The Asociación Memoria Histórica “19 Mujeres”, a reference to the 19 women who were first taken prisoner but two of whom were later pardoned, has worked for over ten years to find where the women had been buried. Aged between 20 and 70 they all had been physically abused before being shot in the cemetery at Gerena.
During the exhumation the archaeologists made some grim discoveries. One of the women had received two mercy shots in the neck and was found face down. Amongst the bones was found various coins. One of these was a silver duro, worth a lot of money, which may have been used by a woman in an attempt to save her life. Other items found included a shoe, a bullet, a comb and even a finger around which was a ring.
It has also been established that one of the “17 Rosas” was over seven months pregnant when she was shot. Beside her bones were the skeletal remains of her foetus.
The “17 Rosas” were taken prisoner and abused when their families fled Guillena after the military uprising of July 1936. The testimony of an eight year old boy who saw them being shot from an olive grove nearby was key to the experts being able to locate their common grave.
That child, now over 80 years old, is José Domínguez Núñez who attended the interment. He expressed his happiness that the women had now been laid to rest in Guillena but lamented he had not been able to find his own brother who was shot at the age of 22. At his now advanced age - "Ya no puedo buscar más" – “now I can look no more.”

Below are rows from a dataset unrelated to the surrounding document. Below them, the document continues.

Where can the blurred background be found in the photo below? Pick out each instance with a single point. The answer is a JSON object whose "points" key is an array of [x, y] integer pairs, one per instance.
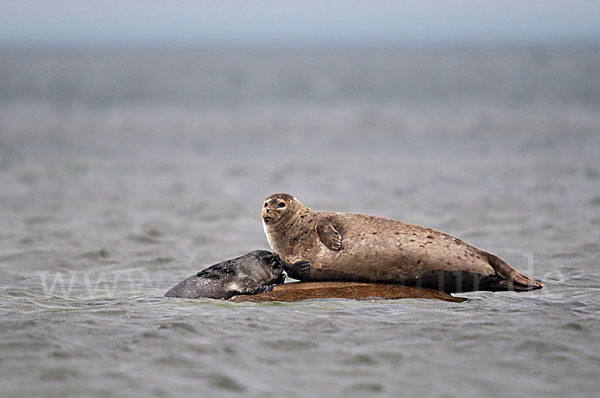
{"points": [[139, 138]]}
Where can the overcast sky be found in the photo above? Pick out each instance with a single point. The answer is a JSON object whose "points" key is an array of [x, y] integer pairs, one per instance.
{"points": [[281, 22]]}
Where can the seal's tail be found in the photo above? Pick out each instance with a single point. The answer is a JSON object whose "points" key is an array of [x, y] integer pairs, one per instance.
{"points": [[510, 278]]}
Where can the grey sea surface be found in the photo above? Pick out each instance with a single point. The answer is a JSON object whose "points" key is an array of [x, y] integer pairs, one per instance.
{"points": [[123, 173]]}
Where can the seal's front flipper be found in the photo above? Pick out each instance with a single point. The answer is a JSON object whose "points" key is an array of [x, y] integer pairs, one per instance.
{"points": [[299, 270], [249, 287], [329, 235], [264, 289]]}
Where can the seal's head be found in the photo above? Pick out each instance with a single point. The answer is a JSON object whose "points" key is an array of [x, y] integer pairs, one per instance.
{"points": [[279, 208]]}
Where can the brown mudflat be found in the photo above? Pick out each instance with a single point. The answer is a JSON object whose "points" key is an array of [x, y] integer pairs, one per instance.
{"points": [[298, 291]]}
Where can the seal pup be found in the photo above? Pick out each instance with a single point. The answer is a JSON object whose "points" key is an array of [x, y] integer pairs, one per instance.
{"points": [[328, 246], [252, 273]]}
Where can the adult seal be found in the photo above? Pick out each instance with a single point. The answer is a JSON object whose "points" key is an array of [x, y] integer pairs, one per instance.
{"points": [[252, 273], [328, 246]]}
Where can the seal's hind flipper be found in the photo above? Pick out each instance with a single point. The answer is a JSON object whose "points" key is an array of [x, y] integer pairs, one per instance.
{"points": [[299, 270], [329, 235], [510, 278]]}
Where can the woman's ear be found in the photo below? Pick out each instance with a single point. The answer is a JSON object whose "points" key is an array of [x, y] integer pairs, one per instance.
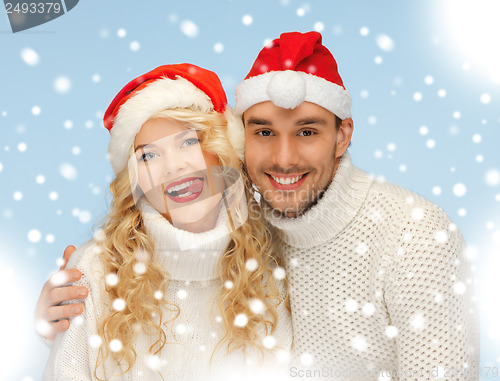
{"points": [[344, 135]]}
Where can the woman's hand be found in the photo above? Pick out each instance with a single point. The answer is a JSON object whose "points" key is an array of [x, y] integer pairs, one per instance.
{"points": [[50, 316]]}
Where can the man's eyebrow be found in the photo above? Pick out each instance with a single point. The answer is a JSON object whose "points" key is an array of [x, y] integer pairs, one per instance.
{"points": [[307, 121], [257, 121]]}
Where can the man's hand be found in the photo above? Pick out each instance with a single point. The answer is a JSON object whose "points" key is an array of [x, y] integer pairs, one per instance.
{"points": [[51, 317]]}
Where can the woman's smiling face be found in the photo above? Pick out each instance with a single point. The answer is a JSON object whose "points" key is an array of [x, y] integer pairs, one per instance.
{"points": [[177, 177]]}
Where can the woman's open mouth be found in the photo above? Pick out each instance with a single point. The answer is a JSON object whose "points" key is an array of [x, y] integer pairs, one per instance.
{"points": [[185, 190]]}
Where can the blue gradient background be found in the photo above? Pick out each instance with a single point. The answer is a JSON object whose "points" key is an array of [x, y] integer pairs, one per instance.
{"points": [[84, 43]]}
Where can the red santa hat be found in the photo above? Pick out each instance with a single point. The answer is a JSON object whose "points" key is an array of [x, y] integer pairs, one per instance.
{"points": [[166, 87], [292, 69]]}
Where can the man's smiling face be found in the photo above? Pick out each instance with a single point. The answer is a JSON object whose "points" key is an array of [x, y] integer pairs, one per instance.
{"points": [[292, 154]]}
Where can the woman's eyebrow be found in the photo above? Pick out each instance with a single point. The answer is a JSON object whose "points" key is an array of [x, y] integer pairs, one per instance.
{"points": [[144, 145]]}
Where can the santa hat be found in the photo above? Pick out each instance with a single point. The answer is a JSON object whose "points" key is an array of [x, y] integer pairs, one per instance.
{"points": [[166, 87], [292, 69]]}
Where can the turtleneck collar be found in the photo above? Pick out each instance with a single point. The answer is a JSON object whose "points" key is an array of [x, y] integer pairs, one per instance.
{"points": [[184, 255], [332, 213]]}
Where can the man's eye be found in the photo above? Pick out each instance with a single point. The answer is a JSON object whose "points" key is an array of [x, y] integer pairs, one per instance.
{"points": [[264, 133], [190, 142], [307, 133]]}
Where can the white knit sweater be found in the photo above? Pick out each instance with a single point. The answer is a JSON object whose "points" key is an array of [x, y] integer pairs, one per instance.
{"points": [[379, 285], [191, 259]]}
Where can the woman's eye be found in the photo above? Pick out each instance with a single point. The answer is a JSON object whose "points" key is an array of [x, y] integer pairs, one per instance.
{"points": [[307, 133], [190, 142], [148, 156], [264, 133]]}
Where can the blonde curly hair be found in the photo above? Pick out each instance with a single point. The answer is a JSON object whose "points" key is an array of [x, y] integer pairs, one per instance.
{"points": [[125, 237]]}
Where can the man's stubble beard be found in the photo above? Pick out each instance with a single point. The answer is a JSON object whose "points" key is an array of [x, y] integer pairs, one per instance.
{"points": [[312, 196]]}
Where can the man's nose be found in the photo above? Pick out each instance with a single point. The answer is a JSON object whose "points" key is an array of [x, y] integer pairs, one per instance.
{"points": [[285, 152]]}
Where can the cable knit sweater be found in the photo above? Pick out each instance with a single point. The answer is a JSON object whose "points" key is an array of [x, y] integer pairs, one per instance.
{"points": [[379, 285], [191, 259]]}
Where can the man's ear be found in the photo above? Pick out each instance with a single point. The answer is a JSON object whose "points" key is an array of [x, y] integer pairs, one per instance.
{"points": [[344, 135]]}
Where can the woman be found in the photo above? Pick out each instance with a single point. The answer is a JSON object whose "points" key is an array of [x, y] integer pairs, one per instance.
{"points": [[181, 273]]}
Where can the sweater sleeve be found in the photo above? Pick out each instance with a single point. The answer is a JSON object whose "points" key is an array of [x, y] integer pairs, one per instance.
{"points": [[72, 358], [430, 299]]}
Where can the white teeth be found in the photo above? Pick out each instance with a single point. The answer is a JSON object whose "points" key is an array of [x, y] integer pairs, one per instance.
{"points": [[179, 187], [185, 194], [287, 180]]}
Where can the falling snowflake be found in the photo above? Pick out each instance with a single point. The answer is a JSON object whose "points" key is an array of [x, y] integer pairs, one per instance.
{"points": [[34, 235], [279, 273], [62, 84], [441, 93], [485, 98], [459, 189], [30, 57], [134, 46], [84, 217], [95, 341], [319, 26], [385, 43], [218, 47], [68, 171], [115, 345], [257, 306], [189, 28], [247, 20], [139, 268], [492, 177], [36, 110]]}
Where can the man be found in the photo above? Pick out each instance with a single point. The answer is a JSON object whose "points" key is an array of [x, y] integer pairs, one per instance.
{"points": [[379, 287]]}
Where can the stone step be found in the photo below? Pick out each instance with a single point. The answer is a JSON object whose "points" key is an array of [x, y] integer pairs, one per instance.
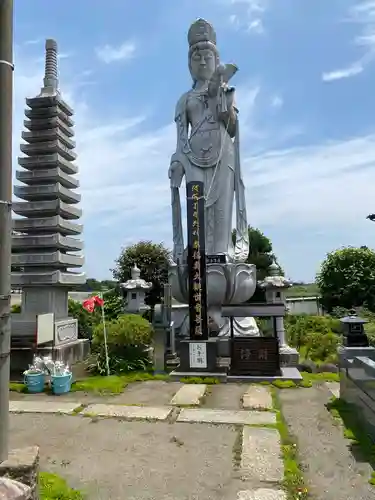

María José Domínguez, a niece of one of the shot women and president of the Asociación “19 Mujeres”, was angry that since the “Transition” after Franco’s death that no government had been capable of complying with the UN resolution to bring to justice those guilty of these crimes against humanity. She added that it should be the responsibility of the State to retrieve the remains of these victims who “are still lying around like dogs in ditches.”
Between cries of ¡Viva la República! the president of the Asociación “19 Rosas” recalled that the children of the assassinated women, the “hijos de los Rojos”, were marked out for ever and were barred from the social canteens set up to feed the starving even though they had not committed any crime.
Attending the ceremony was the president of the Andalucía Parliament, the socialist Manuel Gracia. At the end of the ceremony whilst speaking to journalists he praised the work of these associations adding that from the parliament and other public institutions there is an impulse to find these lost remains because “it is the task of all”.
Indeed it is but it largely falls to the families of those who were tortured and shot along with the various Memoria Histórica associations who are dedicated to recovering Spain’s historic memory of those times. The far right and even the centre right Partido Popular would prefer these bloody matters were put to rest and forgotten. However whilst those who perished “are still lying around like dogs in ditches” the work will go on to give them a dignified burial and to remind the world of the ideals for which they were tortured and died.